Combine the following points/steps:

• $\sqrt i=(\pm)\frac{1+i}{\sqrt2}$. BTW, I kinda dislike the notation $\sqrt i$, as this hides the fact that $i$ has two square roots. It might be preferrable to refer to this number as a specific eighth root of unity. For example, the plus sign in the above formula: $\zeta_8=(1+i)/\sqrt2 =e^{i\pi /4}$.

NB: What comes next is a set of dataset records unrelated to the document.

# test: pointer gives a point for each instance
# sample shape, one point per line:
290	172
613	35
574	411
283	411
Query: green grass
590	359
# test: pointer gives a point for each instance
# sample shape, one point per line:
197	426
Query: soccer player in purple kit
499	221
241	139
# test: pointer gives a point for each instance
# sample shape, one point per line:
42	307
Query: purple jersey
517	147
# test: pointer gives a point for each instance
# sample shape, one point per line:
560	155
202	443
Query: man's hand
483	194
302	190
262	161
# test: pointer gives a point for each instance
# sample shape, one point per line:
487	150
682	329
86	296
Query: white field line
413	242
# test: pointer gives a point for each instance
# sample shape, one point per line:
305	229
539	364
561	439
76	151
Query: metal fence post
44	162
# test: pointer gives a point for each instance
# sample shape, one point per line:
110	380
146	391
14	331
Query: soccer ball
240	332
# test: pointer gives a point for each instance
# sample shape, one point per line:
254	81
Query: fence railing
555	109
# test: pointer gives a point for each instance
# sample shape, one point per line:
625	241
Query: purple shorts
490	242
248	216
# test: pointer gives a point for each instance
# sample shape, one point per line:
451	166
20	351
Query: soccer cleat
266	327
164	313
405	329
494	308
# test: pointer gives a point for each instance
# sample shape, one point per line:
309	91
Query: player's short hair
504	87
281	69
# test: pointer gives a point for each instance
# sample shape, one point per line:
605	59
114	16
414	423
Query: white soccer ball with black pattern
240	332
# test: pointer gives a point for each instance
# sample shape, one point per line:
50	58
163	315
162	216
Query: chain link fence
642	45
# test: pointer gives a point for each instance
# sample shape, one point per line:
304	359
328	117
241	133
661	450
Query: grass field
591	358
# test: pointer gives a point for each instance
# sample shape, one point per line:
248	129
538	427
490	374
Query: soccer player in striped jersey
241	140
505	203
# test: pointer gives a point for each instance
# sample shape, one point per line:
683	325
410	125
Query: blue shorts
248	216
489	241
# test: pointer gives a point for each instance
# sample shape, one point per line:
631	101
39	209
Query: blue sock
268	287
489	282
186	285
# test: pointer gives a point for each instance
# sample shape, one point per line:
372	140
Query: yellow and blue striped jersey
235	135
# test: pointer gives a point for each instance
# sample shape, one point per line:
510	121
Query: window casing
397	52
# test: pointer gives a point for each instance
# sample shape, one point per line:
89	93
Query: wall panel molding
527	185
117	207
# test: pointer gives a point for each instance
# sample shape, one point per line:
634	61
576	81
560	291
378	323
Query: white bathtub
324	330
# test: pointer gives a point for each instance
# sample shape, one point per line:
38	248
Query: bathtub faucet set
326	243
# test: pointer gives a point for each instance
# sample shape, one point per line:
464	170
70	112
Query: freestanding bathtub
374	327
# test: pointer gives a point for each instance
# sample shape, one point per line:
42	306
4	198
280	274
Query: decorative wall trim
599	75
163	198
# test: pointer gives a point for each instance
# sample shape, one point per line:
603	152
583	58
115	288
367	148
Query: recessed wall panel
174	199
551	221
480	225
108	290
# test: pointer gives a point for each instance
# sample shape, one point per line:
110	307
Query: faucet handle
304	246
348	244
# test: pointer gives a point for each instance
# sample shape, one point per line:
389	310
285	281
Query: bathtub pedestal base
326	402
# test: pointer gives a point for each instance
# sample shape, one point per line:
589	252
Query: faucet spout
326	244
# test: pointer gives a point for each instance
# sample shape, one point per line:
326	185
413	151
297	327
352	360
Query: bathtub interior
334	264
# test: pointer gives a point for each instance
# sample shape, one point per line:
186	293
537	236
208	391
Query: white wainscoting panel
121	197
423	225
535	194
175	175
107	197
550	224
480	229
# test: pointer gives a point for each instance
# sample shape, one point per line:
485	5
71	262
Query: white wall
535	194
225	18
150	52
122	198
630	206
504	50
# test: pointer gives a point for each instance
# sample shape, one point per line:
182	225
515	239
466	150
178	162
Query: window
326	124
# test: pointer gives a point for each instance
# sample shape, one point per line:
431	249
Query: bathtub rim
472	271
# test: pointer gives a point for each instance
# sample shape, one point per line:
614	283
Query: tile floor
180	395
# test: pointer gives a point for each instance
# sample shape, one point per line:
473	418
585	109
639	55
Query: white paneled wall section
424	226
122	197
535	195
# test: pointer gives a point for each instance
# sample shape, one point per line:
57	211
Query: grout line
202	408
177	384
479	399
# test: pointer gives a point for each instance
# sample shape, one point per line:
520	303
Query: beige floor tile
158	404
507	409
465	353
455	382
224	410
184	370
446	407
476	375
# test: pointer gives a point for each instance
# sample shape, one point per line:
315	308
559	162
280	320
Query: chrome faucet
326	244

• It easily follows from this that $\Bbb{Q}(\sqrt i)=\Bbb{Q}(i,\sqrt2)$.
• Let us denote one of the zeros of $x^4+2$ by $u=\zeta_8\root4\of2$. Then $u^2= i\sqrt2$, so $u^2\in \Bbb{Q}(i,\sqrt2)$. Therefore $[\Bbb{Q}(u,i,\sqrt2):\Bbb{Q}(i,\sqrt2)]\le2.$
• The other zeros of $x^4+2$ are $iu,-u$ and $-iu$, so the splitting field is $$K=\Bbb{Q}(u,i,\sqrt2)=\Bbb{Q}(u,i)=\Bbb{Q}(u,\sqrt2)$$ (don't know yet which way of looking at is most useful for the purposes of solving this problem).
• Because $\zeta_8\in K$, it follows that $\root4\of2\in K$.
• The intersection $\Bbb{Q}(i,\sqrt2)\cap\Bbb{R}=\Bbb{Q}(\sqrt2)$. This implies (how? why?) that $\root4\of2\notin\Bbb{Q}(i,\sqrt2)$.
• This implies (how? why?) that $u\notin \Bbb{Q}(i,\sqrt2)$. Therefore $[\Bbb{Q}(u,i,\sqrt2):\Bbb{Q}(i,\sqrt2)]\ge2.$

At this point you should be able to answer your question.